Goats are natural browsers. This means that they like to eat with their heads up, often reaching as high as they can for leaves, twigs and wooded area’s understory. They prefer woods to grass pasture but will also nibble on fresh, uncontaminated grass. They are observed to be much fussier in what they will eat when compared to sheep or cattle—and are talented at nibbling off the most nutrient-rich parts of plants such as flowers, young twigs and new buds even to the point of nibbling around thorns. Poison ivy is a delicacy and the young leaves of nettles, thistles and buck thorn succumb quickly to a herd of goats.
The goat’s digestive system does a very good job of turning browse into a nutritious feed source that is not able to be utilized efficiently by other livestock. Unlike native grasses, leaves and browse hold their nutritional value throughout the summer providing a consistent source of protein and carbohydrates. In contrast, summer grass matures early in the season and the nutrients are shifted to the seed head leaving a fibrous grass stem with low nutritional value for livestock. During drought conditions native grasses convert nutrients to the seed head faster than normal to ensure survival when conditions improve resulting in even less optimal grazing days for sheep and cattle. This is true globally and especially in countries with extended dry periods.
Nutrition is usually higher in browse than in grasses especially during the dry season. The goats preference for browse help them cope surprisingly well during droughts, and in arid or low fertility environments when other livestock species are more likely to struggle. Ninety percent of the world’s goat populations provide a source of protein under harsh conditions. Goats have adapted to virtually any climate and are viewed by many working in the poorest countries as the most sustainable livestock for ensuring global food security (Winrock International, 2011). The goats in the photograph below are nimbly removing leaves from around thorns in Ethiopia Highlands (Farmer to Farmer volunteer assignment, 2006).

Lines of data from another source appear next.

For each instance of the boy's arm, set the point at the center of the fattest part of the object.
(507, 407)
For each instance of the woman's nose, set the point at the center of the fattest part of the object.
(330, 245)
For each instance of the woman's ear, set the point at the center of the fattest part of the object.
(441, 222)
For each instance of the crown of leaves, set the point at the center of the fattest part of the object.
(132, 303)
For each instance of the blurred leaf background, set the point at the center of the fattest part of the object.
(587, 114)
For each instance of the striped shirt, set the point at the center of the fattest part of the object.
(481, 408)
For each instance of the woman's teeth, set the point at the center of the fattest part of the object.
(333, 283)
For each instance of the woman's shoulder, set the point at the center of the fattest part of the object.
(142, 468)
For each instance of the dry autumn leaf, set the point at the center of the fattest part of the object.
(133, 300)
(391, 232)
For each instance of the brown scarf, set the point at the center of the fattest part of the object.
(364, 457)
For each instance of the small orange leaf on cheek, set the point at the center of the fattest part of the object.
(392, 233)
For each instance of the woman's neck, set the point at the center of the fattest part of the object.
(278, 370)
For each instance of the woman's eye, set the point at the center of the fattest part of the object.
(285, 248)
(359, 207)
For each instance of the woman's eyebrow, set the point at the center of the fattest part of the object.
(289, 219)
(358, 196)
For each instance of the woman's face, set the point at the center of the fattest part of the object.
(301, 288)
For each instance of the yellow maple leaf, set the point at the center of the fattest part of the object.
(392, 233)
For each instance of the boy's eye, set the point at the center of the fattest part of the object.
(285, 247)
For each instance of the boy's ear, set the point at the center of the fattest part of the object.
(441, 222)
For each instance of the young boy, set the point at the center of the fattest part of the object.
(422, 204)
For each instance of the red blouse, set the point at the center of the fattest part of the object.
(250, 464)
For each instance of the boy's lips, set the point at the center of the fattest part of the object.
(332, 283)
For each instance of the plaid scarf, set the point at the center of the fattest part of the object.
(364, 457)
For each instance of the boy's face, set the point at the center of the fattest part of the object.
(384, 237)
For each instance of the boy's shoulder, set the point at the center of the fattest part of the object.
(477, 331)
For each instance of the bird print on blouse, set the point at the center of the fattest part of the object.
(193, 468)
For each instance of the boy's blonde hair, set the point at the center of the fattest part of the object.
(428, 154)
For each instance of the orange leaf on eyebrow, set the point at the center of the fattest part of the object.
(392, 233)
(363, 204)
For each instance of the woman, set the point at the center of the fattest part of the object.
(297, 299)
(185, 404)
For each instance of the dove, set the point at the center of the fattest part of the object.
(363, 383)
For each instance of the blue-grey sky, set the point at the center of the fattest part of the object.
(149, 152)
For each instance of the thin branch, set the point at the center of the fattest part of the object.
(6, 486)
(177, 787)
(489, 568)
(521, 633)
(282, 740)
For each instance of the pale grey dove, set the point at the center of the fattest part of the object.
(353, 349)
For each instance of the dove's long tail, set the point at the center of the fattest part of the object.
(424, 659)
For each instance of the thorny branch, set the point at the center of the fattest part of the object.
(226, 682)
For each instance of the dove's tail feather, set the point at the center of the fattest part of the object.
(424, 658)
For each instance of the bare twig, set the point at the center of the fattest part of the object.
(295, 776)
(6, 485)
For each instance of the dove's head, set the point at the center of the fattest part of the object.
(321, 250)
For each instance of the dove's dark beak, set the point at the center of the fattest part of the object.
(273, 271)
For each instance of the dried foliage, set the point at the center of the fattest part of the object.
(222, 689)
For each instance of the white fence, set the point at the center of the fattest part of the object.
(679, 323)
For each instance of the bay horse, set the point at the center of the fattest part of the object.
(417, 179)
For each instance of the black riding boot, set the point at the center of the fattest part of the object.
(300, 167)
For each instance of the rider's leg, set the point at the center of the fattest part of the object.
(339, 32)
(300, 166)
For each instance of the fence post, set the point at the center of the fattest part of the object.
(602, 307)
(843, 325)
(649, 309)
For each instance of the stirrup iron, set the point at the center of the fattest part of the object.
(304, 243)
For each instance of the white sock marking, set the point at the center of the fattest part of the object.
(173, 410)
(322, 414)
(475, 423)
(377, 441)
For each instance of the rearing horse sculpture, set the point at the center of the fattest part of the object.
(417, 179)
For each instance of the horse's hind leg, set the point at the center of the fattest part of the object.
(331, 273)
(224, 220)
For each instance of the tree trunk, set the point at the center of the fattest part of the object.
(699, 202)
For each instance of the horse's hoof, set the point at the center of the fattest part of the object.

Note: It was an early custom by mariners and pirates to place goats on islands for later use. If the goats survived fresh water was available somewhere on the island and the goats would be a source of food for later trips. Goats were spread around the navigable world in this manner, went feral, interbred and developed their own unique adaptations to a variety of environments ranging from harsh to lush. Captain James Cook is famous for dropping goats in New Zealand and other South Pacific islands for emergency food during follow up visits or shipwrecks (Storey’s Guide to Raising Dairy Goats, Jerry Belange, 2010).